Although the OR signal of the output signals from the comparison circuits 112 and 113 is used to control the motor 13 for driving the pump, the OR gate for outputting the OR signal is further provided for a predetermined time (normal anti-skid). It is also possible to provide a retriggerable timer in which a time longer than the pressure reduction control cycle in control is set and control the motor 13 by the output of the retriggerable timer. With this configuration, during the anti-skid control, the motor 13 continues to operate from the time of the first pressure reducing control until the end of the anti-skid control.

[Effects of the Invention] As described above, according to the present invention, when the hydraulic pressure between the actuator and the pump in the braking fluid recovery path of the braking hydraulic system becomes equal to or higher than a predetermined hydraulic pressure, Since the pump is started, the pump for collecting the braking fluid does not operate unnecessarily, and along with that, it is possible to prevent waste of battery power, increase in vehicle interior noise during steady running, etc. It is also advantageous in terms of durability of the pump driving device such as a motor and the pump itself.

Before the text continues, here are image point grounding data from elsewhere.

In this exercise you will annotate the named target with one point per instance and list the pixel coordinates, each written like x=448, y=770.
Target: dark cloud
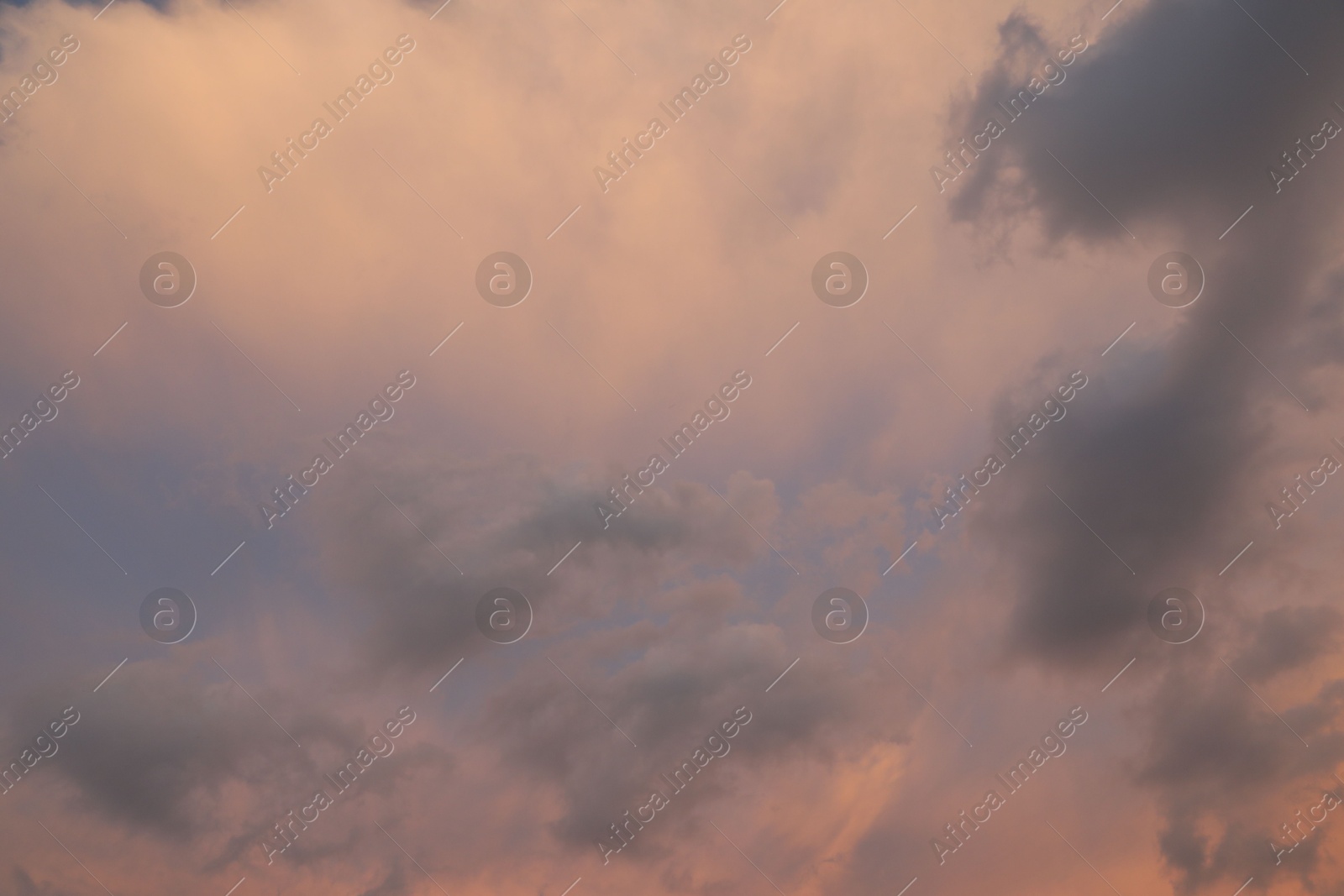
x=1167, y=125
x=1171, y=120
x=508, y=535
x=1289, y=638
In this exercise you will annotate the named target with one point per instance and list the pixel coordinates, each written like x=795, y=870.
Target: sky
x=575, y=449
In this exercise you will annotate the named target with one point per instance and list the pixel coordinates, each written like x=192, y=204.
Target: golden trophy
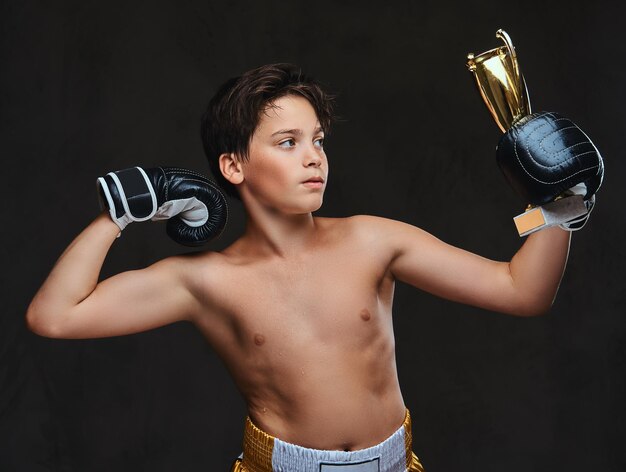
x=502, y=86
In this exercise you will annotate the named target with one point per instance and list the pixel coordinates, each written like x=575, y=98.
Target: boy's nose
x=313, y=159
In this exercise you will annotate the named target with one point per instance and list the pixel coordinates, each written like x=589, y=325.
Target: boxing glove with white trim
x=194, y=206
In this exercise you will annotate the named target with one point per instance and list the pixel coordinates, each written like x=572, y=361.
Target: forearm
x=75, y=274
x=537, y=268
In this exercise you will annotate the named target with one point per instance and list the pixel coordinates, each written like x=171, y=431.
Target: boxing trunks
x=265, y=453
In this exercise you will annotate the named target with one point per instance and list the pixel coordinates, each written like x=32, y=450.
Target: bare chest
x=334, y=298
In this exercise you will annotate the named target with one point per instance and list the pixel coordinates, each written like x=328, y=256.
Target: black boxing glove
x=194, y=206
x=545, y=155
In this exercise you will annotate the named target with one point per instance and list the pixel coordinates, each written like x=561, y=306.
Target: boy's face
x=285, y=152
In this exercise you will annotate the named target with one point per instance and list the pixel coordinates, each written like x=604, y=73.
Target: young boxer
x=299, y=307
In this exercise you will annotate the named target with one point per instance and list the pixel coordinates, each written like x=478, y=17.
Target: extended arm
x=525, y=286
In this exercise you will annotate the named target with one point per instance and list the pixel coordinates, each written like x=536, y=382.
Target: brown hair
x=234, y=112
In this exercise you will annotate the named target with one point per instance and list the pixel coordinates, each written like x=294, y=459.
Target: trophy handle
x=503, y=35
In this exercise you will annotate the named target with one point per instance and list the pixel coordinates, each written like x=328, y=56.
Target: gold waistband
x=258, y=447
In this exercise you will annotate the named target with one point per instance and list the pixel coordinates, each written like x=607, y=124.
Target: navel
x=259, y=339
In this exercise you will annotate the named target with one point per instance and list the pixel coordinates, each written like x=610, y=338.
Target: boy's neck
x=278, y=234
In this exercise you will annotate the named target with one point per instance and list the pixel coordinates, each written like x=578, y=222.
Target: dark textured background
x=87, y=87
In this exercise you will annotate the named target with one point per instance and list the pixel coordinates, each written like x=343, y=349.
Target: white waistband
x=388, y=456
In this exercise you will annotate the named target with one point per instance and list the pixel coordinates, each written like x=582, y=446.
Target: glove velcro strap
x=551, y=214
x=136, y=193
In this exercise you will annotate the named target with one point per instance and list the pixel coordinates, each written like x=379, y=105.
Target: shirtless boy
x=299, y=307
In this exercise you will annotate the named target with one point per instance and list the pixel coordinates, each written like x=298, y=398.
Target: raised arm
x=72, y=304
x=525, y=286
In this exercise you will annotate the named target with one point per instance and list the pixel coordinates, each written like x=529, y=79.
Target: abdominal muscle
x=335, y=400
x=310, y=342
x=334, y=389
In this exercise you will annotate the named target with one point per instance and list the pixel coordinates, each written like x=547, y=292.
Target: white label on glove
x=192, y=211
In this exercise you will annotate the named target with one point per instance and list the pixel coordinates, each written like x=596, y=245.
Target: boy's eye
x=287, y=143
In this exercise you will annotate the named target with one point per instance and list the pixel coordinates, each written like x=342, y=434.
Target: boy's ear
x=231, y=168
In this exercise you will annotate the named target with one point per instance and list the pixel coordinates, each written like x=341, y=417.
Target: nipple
x=259, y=339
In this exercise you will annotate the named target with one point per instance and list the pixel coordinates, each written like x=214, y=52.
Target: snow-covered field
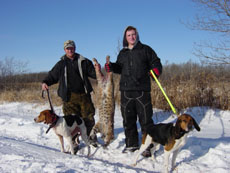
x=25, y=147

[Brief description of drawings]

FIG. 1 is a block diagram showing an example of the overall configuration of an antiskid control device according to the present invention, FIG. 2 is a block diagram mainly showing the rear wheel system of the antiskid control circuit in FIG. 1, and FIG. Timing charts showing the operation of the anti-skid control device shown in FIGS. 1 and 2, FIG. 4 is an explanatory diagram showing a control mode of the brake hydraulic pressure by the anti-skid control circuit shown in FIG. 2, and FIG. 5 is a wheel. FIG. 6 is a graph showing the relationship between the friction coefficient μ between the road surface and the road surface and the slip ratio λ, FIG. 6 is a block diagram showing an example of a conventional anti-skid control device, and FIG. It is explanatory drawing which shows the example of a case. 1a, 1b, 1c ... Wheel speed sensor 2 ... Master cylinder 3a, 3b, 3c, 3d ... Wheel cylinder 4a, 4b, 4c ... Inflow valve (EV valve) 5a, 5b, 5c ... Outflow valve (AV valve) 7, 11 ... Reservoir tanks 8, 9 ... Pumps 10,12 ... Check valves 13 ... Motors 14,15 ... Pressure sensors 100 ... Anti-skid control circuits 101 ... Wheel speed detection circuits 102 ... Acceleration / deceleration detection circuits 103 ... Pseudo vehicle speed generation circuits 104, 106, 107, 108 ... Comparison circuit 105 ... Target wheel speed generation circuit 111a, 111b ... Driver 112, 113 ... Comparison circuit 114 ... OR gate 115 ... Relay 115a ... Relay coil 115b ... Relay contact Tr ... Switching transistor

Claims (1)

[Claims] 1. An actuator for opening and closing a hydraulic pressure transmission path from a master cylinder to a wheel cylinder and a braking fluid recovery path from the wheel cylinder to the master cylinder in a vehicle braking hydraulic system, and an actuator downstream of the braking fluid recovery path. An anti-skid control device having a pump for collecting braking fluid provided, and performing drive control of the actuator and pump, wherein the hydraulic pressure between the actuator and the pump in the braking fluid recovery path is It is characterized in that it is provided with a hydraulic pressure discrimination means for discriminating that the hydraulic pressure exceeds a predetermined hydraulic pressure and a drive control means for controlling the drive of the pump based on the discrimination output from the hydraulic pressure discrimination means. Anti-skid control device.